Digital Collections

Oral history interview with Stephen R.J. Salton

  • 1996-Nov-04 – 1996-Nov-06

Stephen R. J. Salton was born in Cambridge, England, and moved to Australia when he was about seven. When he was about ten, his family moved to Cranford, New Jersey, where his father became chairman of the microbiology department at New York University. Salton attended public schools, and he remembers a good chemistry teacher. He had an early interest in biology, partly because he liked it and partly because his perception of science was influenced by his father's career. Although he felt that there were deficiencies in his pre-college science curriculum, he did have a chance to perform research one summer in the Joel Oppenheim and Martin Nachbar labs at New York University.

Salton entered the University of Pennsylvania to major in biology; there he found stimulating introductory biology and biochemistry courses. He had the opportunity to undertake undergraduate lab work at the Wistar Institute with James England and Michael Halpern who taught him the importance of learning to solve problems at the bench. He decided to enter New York University's MD/PhD program, where he did his PhD research in pharmacology under Michael Shelanski and Lloyd Greene, making antibodies for work on PC12 cell surface glycoprotein response to nerve growth factor v (NGF) treatments. He became enmeshed in the debate over basic science and clinically relevant research and the funding problems raised by that debate.

Though somewhat dissatisfied with medical school coursework, some of that dissatisfaction was mitigated when in his second year he met his future wife, Johanna Baeuerle. Also to his benefit during his schooling, Salton had a good working relationship with Shelanski and Greene who taught him the usefulness of collaborations between labs for meeting funding deadlines and the politics involved in collaborations. He then did a residency and postdoc in the James Roberts lab; balancing professional life and life with his family (Baeuerle and their two children) was sometimes a challenge. Salton had entered the Roberts lab in order to learn molecular biology techniques; he was later able to apply molecular techniques in an attempt to determine the differences between neutrophic growth factors and non-neutrophic growth factors. He found exciting the rapid evolution of molecular biology techniques into a widely accessible tool that can decrease the potential tedium involved in large-scale DNA analysis.

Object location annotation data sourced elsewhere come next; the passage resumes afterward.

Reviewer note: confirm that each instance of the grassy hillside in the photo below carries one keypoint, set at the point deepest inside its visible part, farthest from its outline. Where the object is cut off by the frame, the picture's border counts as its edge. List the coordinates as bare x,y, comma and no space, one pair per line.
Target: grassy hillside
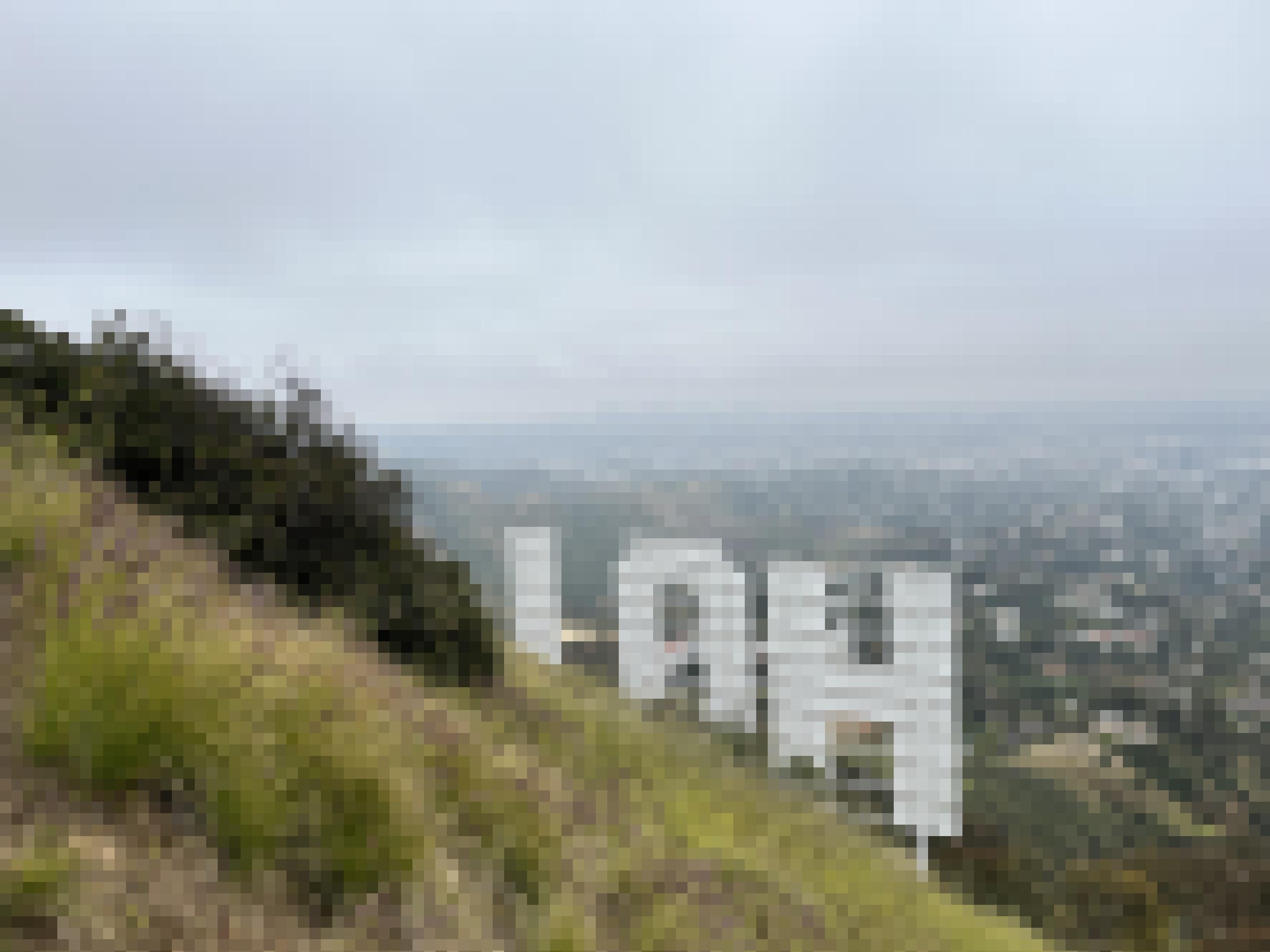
272,484
340,796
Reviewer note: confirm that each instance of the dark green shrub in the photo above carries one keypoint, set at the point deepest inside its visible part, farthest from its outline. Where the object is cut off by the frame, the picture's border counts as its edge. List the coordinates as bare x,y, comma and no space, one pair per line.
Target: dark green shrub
272,484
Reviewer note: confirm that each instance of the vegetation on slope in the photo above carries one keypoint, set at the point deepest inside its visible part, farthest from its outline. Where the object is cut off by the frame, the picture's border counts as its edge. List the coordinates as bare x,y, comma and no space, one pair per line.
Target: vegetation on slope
276,488
538,811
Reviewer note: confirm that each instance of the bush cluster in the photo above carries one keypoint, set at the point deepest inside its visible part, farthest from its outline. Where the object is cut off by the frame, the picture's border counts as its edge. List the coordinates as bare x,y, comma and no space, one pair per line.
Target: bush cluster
269,481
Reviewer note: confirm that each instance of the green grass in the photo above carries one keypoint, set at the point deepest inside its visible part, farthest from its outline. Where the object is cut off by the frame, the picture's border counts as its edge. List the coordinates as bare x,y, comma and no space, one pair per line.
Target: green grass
36,881
312,755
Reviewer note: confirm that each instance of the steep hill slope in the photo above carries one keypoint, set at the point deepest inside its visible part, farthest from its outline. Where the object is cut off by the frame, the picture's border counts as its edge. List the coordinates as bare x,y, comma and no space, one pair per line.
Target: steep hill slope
196,766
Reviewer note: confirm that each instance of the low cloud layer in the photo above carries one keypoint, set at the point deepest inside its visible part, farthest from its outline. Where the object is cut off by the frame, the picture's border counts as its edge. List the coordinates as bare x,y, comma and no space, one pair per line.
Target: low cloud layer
497,211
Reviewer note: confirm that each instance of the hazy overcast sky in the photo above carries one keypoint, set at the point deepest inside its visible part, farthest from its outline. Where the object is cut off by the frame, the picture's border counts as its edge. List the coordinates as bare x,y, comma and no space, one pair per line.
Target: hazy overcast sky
502,210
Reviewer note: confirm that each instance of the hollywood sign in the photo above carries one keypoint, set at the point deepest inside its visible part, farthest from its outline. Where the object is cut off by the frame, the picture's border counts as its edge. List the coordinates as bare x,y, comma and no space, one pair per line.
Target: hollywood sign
814,681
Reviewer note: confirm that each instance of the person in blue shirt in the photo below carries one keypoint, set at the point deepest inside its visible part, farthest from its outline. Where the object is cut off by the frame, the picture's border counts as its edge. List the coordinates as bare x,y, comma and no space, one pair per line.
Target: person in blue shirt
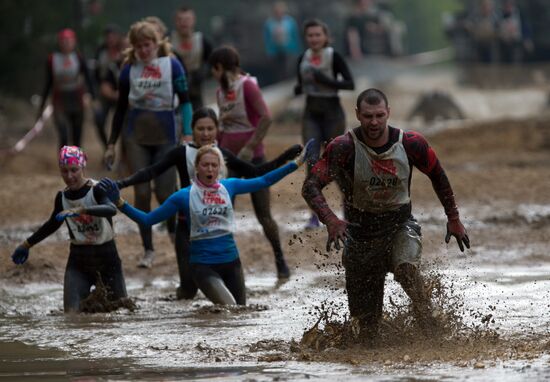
207,204
149,80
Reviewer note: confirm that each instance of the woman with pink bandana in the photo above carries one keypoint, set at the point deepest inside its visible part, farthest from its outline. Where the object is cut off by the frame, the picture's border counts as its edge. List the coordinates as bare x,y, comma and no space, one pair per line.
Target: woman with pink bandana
87,212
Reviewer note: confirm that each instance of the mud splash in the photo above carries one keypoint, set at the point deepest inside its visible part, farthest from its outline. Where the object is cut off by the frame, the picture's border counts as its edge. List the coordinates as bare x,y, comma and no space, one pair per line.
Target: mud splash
465,338
102,301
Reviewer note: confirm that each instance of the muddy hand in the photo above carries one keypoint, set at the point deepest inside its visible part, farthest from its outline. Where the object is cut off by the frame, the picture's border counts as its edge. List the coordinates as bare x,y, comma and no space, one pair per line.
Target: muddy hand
110,188
456,229
337,232
67,214
306,154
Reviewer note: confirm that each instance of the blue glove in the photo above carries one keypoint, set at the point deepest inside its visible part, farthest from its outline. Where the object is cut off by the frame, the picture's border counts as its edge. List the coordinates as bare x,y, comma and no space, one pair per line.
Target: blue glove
20,255
66,214
110,188
307,153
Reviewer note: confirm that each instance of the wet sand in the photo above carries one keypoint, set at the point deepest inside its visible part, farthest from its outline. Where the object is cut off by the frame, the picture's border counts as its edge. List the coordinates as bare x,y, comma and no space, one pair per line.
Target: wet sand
499,171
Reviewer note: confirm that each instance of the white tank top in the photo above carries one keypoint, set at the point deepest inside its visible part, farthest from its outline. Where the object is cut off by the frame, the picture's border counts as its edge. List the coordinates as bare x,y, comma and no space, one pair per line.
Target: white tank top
381,181
191,57
66,71
233,117
211,212
323,63
151,85
87,229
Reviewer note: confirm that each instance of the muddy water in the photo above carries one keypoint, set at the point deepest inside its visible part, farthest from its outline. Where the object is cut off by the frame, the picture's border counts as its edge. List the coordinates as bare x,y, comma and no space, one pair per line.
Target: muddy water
192,339
501,287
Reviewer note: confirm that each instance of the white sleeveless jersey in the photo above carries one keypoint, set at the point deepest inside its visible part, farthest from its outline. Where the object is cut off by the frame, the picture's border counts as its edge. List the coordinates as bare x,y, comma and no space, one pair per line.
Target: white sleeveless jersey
191,57
233,118
87,229
190,156
151,85
211,212
323,63
381,181
66,71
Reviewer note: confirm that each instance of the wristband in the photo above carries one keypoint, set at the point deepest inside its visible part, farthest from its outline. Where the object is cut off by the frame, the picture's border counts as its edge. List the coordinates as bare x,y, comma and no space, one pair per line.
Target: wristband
120,202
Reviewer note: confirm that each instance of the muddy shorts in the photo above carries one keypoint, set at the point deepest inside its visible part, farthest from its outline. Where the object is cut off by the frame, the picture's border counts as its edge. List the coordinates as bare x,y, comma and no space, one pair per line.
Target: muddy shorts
383,253
367,262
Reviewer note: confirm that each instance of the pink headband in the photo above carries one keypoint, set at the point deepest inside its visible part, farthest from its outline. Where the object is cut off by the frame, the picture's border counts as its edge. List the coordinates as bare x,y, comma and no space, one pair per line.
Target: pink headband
72,155
66,33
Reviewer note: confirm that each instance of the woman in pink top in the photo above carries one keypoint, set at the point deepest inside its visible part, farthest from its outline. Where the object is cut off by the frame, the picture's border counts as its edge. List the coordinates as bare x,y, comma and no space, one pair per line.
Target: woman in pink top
244,120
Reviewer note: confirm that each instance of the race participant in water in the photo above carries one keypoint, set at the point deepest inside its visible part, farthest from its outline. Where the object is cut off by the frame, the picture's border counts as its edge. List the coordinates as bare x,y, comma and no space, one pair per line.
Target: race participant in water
207,205
148,82
244,121
321,73
93,255
205,130
372,165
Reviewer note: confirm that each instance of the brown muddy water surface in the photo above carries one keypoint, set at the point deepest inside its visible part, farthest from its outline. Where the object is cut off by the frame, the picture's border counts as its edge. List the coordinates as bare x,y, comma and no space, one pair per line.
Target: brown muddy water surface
493,301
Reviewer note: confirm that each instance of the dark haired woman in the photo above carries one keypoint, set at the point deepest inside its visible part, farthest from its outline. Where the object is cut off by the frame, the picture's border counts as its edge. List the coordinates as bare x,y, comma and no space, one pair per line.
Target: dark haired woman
204,125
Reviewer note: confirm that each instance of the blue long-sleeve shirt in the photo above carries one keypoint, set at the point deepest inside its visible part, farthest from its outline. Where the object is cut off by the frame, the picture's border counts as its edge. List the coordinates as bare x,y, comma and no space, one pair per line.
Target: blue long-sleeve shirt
166,119
216,250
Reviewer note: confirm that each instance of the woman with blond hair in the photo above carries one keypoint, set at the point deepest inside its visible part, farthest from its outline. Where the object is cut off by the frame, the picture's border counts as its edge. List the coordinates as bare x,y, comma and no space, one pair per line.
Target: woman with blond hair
208,207
148,82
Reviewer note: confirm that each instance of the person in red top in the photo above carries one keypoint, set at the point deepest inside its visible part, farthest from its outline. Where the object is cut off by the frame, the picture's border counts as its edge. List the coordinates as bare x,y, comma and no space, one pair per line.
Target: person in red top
372,165
65,76
244,121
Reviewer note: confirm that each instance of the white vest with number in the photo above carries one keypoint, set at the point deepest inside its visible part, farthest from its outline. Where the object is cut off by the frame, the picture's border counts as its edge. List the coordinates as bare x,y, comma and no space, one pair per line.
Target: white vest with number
211,212
66,71
381,181
151,85
87,229
233,117
323,63
192,55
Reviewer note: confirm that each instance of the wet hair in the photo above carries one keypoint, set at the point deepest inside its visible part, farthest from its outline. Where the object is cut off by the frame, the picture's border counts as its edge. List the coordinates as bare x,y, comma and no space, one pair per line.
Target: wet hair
211,149
228,58
112,28
158,23
317,23
372,96
145,30
204,112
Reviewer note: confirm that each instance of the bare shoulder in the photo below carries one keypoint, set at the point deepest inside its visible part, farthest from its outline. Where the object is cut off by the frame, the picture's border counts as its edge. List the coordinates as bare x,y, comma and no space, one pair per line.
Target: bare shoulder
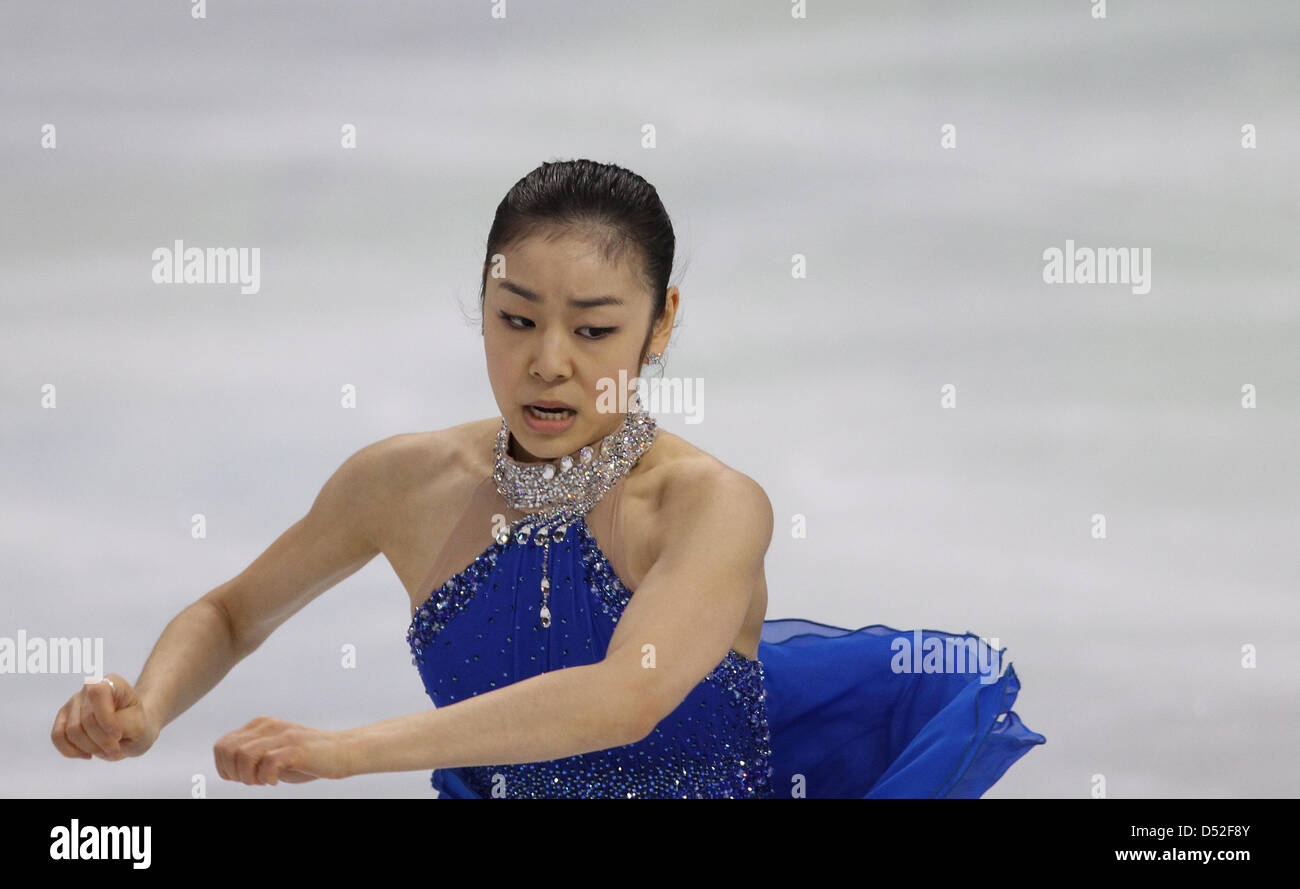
420,456
416,467
693,488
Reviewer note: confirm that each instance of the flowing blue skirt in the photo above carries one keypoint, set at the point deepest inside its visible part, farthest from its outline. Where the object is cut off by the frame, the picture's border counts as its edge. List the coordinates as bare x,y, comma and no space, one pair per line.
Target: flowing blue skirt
878,714
884,714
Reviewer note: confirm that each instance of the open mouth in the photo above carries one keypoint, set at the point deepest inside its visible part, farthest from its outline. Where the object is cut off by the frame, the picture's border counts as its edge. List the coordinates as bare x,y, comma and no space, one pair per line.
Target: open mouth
549,413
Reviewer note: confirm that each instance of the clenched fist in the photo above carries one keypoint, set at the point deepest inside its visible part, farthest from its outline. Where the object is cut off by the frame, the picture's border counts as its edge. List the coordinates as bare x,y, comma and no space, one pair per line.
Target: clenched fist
104,719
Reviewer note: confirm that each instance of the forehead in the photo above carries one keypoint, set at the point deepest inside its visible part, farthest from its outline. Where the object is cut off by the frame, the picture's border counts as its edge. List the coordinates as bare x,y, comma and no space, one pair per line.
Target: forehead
568,267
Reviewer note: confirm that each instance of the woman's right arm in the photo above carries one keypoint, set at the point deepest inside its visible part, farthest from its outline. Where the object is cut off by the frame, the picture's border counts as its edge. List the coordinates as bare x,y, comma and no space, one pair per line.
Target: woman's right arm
336,538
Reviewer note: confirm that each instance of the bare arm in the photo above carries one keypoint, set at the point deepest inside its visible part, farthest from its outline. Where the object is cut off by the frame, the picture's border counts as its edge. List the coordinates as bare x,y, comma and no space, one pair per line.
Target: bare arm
202,644
689,607
328,545
546,716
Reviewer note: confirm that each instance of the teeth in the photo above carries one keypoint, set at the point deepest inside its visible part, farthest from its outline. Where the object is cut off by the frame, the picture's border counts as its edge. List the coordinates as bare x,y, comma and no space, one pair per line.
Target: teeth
549,415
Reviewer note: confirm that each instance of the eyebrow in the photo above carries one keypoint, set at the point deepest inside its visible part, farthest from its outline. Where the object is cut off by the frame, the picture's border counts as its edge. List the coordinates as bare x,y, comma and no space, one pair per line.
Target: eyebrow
576,303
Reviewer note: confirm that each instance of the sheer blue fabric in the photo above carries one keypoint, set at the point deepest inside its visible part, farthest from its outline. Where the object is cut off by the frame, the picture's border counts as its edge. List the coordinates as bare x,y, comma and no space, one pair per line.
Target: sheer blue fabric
824,711
880,714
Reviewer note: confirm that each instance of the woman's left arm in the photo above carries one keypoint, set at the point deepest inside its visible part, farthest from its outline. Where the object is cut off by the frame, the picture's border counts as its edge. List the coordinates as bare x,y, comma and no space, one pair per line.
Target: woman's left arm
685,614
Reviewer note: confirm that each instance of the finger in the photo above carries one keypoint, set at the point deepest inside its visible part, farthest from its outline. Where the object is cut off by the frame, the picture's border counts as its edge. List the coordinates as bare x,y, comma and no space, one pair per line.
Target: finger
246,763
221,757
105,714
92,728
273,763
77,731
59,734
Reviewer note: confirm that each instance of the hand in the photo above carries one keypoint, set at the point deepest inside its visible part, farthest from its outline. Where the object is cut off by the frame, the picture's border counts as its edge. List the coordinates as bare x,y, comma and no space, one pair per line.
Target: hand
271,750
105,720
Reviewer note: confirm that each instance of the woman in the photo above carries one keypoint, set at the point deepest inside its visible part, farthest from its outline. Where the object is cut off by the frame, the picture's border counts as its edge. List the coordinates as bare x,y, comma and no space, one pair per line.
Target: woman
520,540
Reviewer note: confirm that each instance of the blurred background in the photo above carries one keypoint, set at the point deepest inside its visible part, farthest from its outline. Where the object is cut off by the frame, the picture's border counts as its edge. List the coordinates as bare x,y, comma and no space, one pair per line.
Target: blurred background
772,135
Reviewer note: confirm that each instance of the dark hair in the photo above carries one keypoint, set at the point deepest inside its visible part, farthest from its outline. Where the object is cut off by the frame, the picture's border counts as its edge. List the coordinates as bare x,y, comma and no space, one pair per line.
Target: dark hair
612,206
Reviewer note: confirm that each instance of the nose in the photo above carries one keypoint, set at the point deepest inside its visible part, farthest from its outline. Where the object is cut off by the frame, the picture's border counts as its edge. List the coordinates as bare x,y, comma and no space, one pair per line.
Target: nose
551,360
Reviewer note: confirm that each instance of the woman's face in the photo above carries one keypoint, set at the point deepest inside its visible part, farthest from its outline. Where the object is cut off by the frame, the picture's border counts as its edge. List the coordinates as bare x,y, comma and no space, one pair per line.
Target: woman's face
541,347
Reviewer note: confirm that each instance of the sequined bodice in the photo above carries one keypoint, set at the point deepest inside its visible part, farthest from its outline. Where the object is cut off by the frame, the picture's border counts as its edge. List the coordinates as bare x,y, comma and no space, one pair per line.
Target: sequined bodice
481,631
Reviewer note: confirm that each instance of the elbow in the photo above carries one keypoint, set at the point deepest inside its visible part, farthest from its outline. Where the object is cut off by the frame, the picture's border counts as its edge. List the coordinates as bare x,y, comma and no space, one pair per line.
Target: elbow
640,714
646,710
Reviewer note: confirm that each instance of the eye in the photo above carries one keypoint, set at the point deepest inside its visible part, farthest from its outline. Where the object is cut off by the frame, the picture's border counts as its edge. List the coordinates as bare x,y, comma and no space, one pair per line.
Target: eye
510,319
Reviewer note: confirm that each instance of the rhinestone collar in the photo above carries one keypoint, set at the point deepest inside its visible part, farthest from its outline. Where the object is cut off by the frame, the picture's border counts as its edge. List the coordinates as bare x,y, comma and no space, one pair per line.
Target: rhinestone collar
573,484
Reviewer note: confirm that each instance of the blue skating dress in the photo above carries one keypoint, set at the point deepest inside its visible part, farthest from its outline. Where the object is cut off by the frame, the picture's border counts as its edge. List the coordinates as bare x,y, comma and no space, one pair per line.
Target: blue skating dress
824,711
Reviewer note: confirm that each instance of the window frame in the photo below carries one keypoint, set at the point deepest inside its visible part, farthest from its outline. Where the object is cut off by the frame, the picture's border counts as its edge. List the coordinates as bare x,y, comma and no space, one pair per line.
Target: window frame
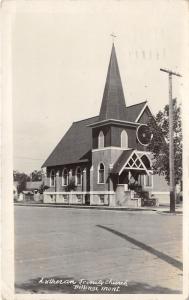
101,140
76,178
54,178
125,135
99,173
67,176
151,179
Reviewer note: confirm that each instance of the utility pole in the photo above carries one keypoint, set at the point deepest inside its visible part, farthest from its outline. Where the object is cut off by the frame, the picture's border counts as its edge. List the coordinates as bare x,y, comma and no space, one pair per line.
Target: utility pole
171,142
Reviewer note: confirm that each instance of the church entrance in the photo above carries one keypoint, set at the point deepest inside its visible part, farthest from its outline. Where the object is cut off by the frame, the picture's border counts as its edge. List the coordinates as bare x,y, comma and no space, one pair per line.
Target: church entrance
131,169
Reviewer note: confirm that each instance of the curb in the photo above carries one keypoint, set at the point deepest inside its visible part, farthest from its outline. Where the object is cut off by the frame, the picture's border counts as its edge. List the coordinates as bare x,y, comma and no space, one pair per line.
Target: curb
155,210
86,207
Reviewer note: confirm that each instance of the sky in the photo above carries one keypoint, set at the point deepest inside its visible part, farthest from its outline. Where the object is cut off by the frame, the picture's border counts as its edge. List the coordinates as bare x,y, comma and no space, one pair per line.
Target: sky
60,56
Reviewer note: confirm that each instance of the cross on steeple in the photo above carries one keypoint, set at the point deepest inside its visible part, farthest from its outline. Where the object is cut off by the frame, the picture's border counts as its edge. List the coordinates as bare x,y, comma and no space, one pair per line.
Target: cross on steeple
113,37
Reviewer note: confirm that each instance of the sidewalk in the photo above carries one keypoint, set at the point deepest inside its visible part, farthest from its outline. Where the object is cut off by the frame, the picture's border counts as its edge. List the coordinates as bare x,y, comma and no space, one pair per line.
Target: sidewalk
161,209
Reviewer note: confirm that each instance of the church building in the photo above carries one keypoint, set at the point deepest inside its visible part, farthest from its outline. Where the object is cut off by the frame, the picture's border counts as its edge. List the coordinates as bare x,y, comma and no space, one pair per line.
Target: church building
103,160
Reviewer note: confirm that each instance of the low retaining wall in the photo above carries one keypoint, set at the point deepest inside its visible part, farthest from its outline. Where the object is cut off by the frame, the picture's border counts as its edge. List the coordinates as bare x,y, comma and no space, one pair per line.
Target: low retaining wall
92,198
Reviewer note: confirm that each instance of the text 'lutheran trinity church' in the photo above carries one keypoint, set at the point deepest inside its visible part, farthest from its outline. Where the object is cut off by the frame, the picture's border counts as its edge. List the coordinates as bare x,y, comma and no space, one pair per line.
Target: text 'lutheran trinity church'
104,160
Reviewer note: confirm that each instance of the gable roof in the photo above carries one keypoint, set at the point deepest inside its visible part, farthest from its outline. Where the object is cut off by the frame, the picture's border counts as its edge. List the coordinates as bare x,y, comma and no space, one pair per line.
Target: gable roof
33,185
121,161
133,111
75,146
113,101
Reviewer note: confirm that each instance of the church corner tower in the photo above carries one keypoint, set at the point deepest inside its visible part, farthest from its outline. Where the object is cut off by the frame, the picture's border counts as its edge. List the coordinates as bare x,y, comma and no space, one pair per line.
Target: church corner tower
106,143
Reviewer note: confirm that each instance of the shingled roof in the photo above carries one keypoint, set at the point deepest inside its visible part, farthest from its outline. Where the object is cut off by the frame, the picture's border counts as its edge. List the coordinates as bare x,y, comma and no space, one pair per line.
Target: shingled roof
75,146
113,101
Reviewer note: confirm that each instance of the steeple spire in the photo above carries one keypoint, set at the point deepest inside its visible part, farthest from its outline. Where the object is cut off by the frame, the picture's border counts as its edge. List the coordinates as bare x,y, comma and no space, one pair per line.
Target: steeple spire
113,101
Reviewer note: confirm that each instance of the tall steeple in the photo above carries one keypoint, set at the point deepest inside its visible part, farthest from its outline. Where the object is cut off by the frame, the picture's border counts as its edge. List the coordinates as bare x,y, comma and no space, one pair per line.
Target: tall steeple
113,101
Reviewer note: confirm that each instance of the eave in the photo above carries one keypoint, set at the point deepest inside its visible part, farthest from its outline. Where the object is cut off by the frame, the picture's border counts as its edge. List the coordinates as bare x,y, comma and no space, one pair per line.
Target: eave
114,122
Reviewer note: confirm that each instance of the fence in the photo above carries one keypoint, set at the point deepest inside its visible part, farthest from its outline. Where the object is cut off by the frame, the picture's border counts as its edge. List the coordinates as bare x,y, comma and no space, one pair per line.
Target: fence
82,198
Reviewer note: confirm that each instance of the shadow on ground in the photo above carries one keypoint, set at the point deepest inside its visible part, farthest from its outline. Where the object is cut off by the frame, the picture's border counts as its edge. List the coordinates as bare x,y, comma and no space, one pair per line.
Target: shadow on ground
168,259
34,286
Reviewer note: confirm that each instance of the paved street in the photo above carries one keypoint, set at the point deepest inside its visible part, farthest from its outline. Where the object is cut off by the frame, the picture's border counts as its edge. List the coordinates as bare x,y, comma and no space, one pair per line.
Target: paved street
142,248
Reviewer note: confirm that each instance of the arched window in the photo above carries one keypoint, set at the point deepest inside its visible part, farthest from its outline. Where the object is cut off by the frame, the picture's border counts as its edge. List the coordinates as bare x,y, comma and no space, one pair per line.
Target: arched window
101,171
65,177
101,140
52,178
78,176
124,139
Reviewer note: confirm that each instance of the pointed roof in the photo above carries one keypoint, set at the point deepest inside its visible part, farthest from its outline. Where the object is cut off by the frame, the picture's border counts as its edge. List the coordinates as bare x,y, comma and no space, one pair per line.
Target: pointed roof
113,101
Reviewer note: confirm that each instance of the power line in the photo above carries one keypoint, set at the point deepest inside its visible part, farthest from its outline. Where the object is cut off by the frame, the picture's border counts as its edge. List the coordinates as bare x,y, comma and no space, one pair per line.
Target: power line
31,158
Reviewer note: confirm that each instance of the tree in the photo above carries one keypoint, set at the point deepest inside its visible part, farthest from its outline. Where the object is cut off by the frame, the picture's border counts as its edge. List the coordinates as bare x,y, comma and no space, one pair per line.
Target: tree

The interview concludes with Salton's discussion of some ideas about how to keep a small lab competitive; the political advantages of publishing in Cell, Nature, or Science; and the insular editorial tendency at the top science journals. He discusses funding; professional opportunities for science PhD 's; and sharing lab facilities; he continues with Mount Sinai's process of recruiting faculty to the new Fishberg Research Center for Neurobiology as illustrative of his own transition from postdoc to assistant professor. He ends with his beliefs about the effect of changes in the health care industry on medical school funding, his opinion of the proposed merging of Mount Sinai Medical School and the New York University Graduate School of Arts and Sciences, and regret over a lost opportunity to pursue clinically based research under Ira Goldstein.